Il y a environ cinq ans, qu’un certain Heiduque habitant de Médreïga, nommé Arnold Paul, fut écraſé par la chûte d’un chariot de foin. Trente jours après ſa mort, quatre perſonnes moururent ſubitement, & de la maniére que meurent, ſuivant la tradition du pays, ceux qui ſont moleſtés des Vampires. On ſe reſſouvint alors, que cet Arnold Paul avoit ſouvent raconté, qu’aux environs de Caſſova & ſur les frontiéres de la Servie Turque, il avoit été tourmenté par un Vampire Turc : car ils croyent auſſi, que ceux qui ont été Vampires paſſifs pendant leur vie, les deviennent actifs après leur mort, c’eſt-à-dire, que ceux qui ont été ſucés, ſucent auſſi à leur tour ; mais qu’il avoit trouvé moyen de ſe guérir, en mangeant de la terre du ſépulchre du Vampire & en ſe frottant de ſon ſang : précaution qui ne l’empêcha pas cependant de le devenir après ſa mort, puiſqu’il fut exhumé quarante jours après ſon enterrement, & qu’on trouva ſur ſon cadavre toutes les marques d’un Archivampire.

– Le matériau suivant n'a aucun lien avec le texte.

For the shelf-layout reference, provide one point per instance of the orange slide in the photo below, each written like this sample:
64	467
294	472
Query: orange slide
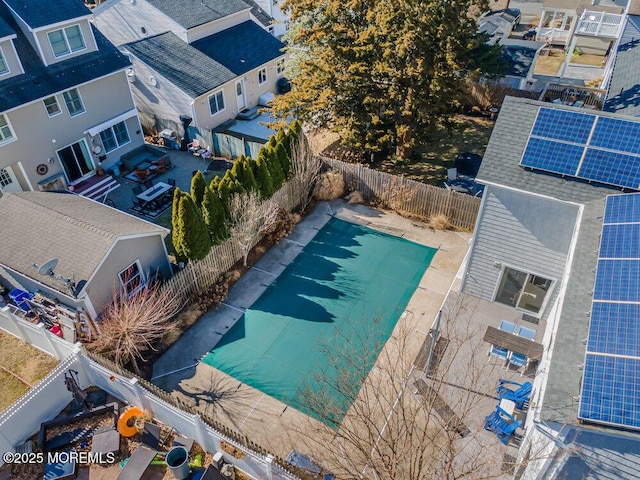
127	421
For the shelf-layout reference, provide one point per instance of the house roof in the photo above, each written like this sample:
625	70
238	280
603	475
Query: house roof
241	48
520	54
77	231
263	17
5	29
40	81
40	13
198	12
623	95
186	67
500	166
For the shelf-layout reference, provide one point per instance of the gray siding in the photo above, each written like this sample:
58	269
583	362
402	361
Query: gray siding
39	137
522	231
149	250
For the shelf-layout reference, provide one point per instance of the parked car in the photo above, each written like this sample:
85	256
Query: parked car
512	15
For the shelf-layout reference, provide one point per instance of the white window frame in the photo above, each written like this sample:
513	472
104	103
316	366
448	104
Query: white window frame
262	76
115	137
3	59
57	105
66	41
12	135
529	273
67	103
215	96
140	273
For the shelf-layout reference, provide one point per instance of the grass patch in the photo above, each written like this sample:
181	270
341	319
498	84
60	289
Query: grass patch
164	220
22	366
471	134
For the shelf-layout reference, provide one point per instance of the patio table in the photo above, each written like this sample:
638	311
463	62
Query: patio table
150	194
512	342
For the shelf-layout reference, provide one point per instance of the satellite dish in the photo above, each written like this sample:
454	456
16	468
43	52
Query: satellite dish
47	267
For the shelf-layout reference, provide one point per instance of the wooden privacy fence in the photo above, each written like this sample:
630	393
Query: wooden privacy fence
408	196
198	276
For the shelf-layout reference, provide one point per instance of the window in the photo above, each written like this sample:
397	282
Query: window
114	136
73	101
132	278
6	134
3	64
524	291
262	75
66	40
51	104
216	102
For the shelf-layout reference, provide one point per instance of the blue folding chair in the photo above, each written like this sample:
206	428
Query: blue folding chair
519	396
500	352
502	424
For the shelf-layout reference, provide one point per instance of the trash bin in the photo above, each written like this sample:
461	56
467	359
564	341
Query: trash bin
169	139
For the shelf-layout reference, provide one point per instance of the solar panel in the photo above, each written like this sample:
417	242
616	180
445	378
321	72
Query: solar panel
618	280
622	209
610	391
563	125
611	168
620	241
616	134
610	384
556	157
614	329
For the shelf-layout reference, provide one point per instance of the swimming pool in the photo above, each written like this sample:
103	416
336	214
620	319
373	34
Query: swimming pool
343	293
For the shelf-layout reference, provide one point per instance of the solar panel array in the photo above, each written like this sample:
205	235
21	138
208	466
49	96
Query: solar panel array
585	146
611	381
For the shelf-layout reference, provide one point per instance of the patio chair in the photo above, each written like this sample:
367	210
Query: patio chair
500	352
519	396
502	424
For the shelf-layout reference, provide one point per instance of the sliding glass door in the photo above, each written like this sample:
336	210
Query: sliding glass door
76	161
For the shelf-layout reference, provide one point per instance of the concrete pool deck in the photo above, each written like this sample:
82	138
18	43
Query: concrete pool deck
259	417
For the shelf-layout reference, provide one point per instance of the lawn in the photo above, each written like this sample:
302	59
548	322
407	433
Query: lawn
21	366
471	134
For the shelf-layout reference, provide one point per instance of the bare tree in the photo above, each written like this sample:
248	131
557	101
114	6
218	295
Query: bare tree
403	419
305	169
250	219
134	324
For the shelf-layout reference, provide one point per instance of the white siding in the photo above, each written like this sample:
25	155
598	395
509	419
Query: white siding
529	233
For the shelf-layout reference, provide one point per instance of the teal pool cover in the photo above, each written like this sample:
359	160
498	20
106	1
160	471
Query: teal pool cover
325	318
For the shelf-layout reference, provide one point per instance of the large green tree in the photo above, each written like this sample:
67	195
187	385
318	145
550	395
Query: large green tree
383	73
190	233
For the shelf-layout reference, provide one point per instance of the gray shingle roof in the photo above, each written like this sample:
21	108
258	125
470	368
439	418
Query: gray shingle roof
183	65
39	13
241	48
77	231
500	166
624	89
192	13
263	17
39	81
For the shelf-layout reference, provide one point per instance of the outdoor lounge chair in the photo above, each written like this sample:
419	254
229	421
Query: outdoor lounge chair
500	352
519	396
502	424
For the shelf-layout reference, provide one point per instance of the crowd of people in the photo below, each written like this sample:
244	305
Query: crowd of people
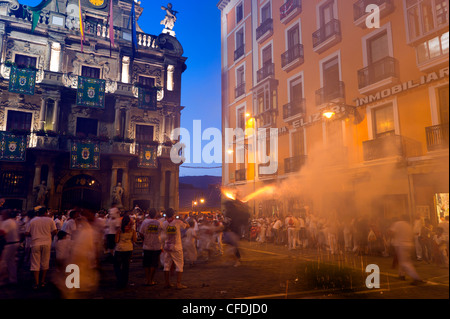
87	238
35	239
361	235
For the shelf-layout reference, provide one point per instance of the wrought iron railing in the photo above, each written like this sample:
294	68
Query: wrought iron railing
292	54
265	27
267	70
378	71
290	6
330	93
437	137
327	31
294	108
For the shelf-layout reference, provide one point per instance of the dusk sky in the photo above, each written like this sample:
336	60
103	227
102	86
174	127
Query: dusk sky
198	30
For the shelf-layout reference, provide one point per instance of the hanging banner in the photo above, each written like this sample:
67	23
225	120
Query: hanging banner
12	147
22	80
91	92
84	156
147	156
147	99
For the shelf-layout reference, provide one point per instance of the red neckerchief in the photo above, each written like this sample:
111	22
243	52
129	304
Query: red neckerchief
171	219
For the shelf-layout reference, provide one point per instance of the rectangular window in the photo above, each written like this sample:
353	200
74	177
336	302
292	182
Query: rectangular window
298	146
144	133
240	121
425	16
147	81
265	13
49	115
377	47
326	13
87	127
267	55
296	90
383	121
18	121
331	75
13	183
239	12
293	37
88	72
142	185
25	61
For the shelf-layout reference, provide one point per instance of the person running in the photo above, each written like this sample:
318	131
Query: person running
150	231
173	247
41	229
125	239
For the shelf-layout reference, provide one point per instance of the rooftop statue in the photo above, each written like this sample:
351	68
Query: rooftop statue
170	19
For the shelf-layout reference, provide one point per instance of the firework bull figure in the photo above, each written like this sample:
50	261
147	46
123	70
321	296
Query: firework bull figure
236	219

Son corps étoit vermeil, ſes cheveux, ſes ongles, ſa barbe s’étoient renouvellés, & ſes veines étoient toutes remplies d’un ſang fluide, & coulant de toutes les parties de ſon corps ſur le linceul dont il étoit environné. Le Hadnagi, ou le Bailli du lieu, en préſence de qui ſe fit l’exhumation, & qui étoit un homme expert dans le Vampiriſme, fit enfoncer, ſelon la coutume, dans le cœur du défunt Arnold Paul un pieu fort aigu, dont on lui traverſa le corps de part en part, ce qui lui fit, dit-on, jetter un cri effroyable, comme s’il étoit en vie. Cette expédition faite, on lui coupa la tête, & l’on brûla le tout. Après cela on fit la même expédition ſur les cadavres de ces quatre autres perſonnes mortes de Vampiriſme, crainte qu’ils n’en fiſſent mourir d’autres à leur tour.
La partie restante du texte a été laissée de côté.